We have already discussed the first design principle-the presence of clear boundary rules. Using this principle enables participants to know who is in and who is out of a defined set of relationships and thus with whom to cooperate. The second design principle is that the local rules-in-use restrict the amount, timing, and technology of harvesting the resource; allocate benefits proportional to required inputs; and are crafted to take local conditions into account. If a group of users is going to harvest from a resource over the long run, they must devise rules related to how much, when, and how different products are to be harvested, and they need to assess the costs on users of operating a system. Well-tailored rules help to account for the perseverance of the resource itself. How to relate user inputs to the benefits they obtain is a crucial element of establishing a fair system (Trawick, 1999). If some users get all the benefits and pay few of the costs, others become unwilling to follow rules over time.
In long-surviving irrigation systems, for example, subtly different rules are used in each system for assessing water fees used to pay for maintenance activities, but water tends to be allocated proportional to fees or other required inputs (Bardhan, 1999). Sometimes water and responsibilities for resource inputs are distributed on a share basis, sometimes on the order in which water is taken, and sometimes strictly on the amount of land irrigated. No single set of rules defined for all irrigation systems in a region would satisfy the particular problems in managing each of these broadly similar, but distinctly different, systems (Tang, 1992; Lam, 1998).
The third design principle is that most of the individuals affected by a resource regime can participate in making and modifying their rules. Resource regimes that use this principle are both able to tailor better rules to local circumstances and to devise rules that are considered fair by participants. The Chisasibi Cree, for example, have devised a complex set of entry and authority rules related to the fish stocks of James Bay as well as the beaver stock located in their defined hunting territory.
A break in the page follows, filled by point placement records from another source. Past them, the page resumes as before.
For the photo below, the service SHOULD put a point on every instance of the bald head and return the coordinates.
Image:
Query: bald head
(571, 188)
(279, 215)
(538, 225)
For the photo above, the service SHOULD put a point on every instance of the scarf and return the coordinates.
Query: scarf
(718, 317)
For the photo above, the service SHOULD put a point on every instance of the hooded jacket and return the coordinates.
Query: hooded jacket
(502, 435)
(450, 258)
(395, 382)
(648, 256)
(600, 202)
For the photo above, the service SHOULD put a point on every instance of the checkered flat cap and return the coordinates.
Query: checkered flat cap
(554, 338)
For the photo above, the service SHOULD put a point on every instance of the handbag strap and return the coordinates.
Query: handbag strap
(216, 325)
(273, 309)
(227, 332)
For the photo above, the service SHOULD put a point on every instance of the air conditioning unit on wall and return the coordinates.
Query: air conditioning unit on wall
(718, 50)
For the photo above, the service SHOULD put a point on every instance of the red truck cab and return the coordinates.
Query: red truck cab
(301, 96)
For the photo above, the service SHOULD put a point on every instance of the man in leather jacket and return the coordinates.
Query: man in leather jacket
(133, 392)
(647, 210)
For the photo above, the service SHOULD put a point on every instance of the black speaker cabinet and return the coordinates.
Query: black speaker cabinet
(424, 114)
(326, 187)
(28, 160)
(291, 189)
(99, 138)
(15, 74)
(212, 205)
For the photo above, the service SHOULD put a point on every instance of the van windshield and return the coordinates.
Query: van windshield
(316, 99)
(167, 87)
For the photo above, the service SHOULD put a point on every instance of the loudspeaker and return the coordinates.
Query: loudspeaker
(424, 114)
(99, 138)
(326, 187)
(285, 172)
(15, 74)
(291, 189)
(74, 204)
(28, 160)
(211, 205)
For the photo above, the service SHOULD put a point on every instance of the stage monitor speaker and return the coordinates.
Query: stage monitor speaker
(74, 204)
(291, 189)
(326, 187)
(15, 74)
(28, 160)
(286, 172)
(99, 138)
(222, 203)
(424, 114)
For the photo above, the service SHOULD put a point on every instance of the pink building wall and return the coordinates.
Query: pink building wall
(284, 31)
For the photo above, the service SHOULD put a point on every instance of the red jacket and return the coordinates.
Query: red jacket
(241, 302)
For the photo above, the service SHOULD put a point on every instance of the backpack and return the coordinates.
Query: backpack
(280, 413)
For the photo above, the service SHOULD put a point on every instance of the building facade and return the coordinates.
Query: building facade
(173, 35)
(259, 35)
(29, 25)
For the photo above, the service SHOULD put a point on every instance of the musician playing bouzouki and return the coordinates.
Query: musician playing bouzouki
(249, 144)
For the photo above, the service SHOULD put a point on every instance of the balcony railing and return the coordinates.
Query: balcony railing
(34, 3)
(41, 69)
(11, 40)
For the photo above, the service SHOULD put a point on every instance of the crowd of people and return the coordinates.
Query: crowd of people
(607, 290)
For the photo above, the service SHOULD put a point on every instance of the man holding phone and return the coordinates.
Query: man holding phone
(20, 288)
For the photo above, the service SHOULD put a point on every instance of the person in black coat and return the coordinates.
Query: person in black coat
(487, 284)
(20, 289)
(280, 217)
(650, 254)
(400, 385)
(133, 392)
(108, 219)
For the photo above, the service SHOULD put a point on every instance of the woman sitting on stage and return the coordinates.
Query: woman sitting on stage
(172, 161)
Berkes (1987, p. 87) explains that these resource systems and the rules used to regulate them have survived and prospered for so long because effective "social mechanisms ensure adherence to rules which exist by virtue of mutual consent within the community. People who violate these rules suffer not only a loss of favor from the animals (important in the Cree ideology of hunting) but also social disgrace." Fair rules of distribution help to build trusting relationships, since more individuals are willing to abide by these rules because they participated in their design and also because they meet shared concepts of fairness (Bowles, 1998).
In a study of 48 irrigation systems in India, Bardhan (1999) finds that the quality of maintenance of irrigation canals is significantly lower on those systems where farmers perceive the rules to be made by a local elite. On the other hand, those farmers (of the 480 interviewed) who responded that the rules have been crafted by most of the farmers, as contrasted to the elite or the government, have a more positive attitude about the water allocation rules and the rule compliance of other farmers. Further, in all of the villages where a government agency decides how water is to be allocated and distributed, frequent rule violations are reported and farmers tend to contribute less to the local village fund."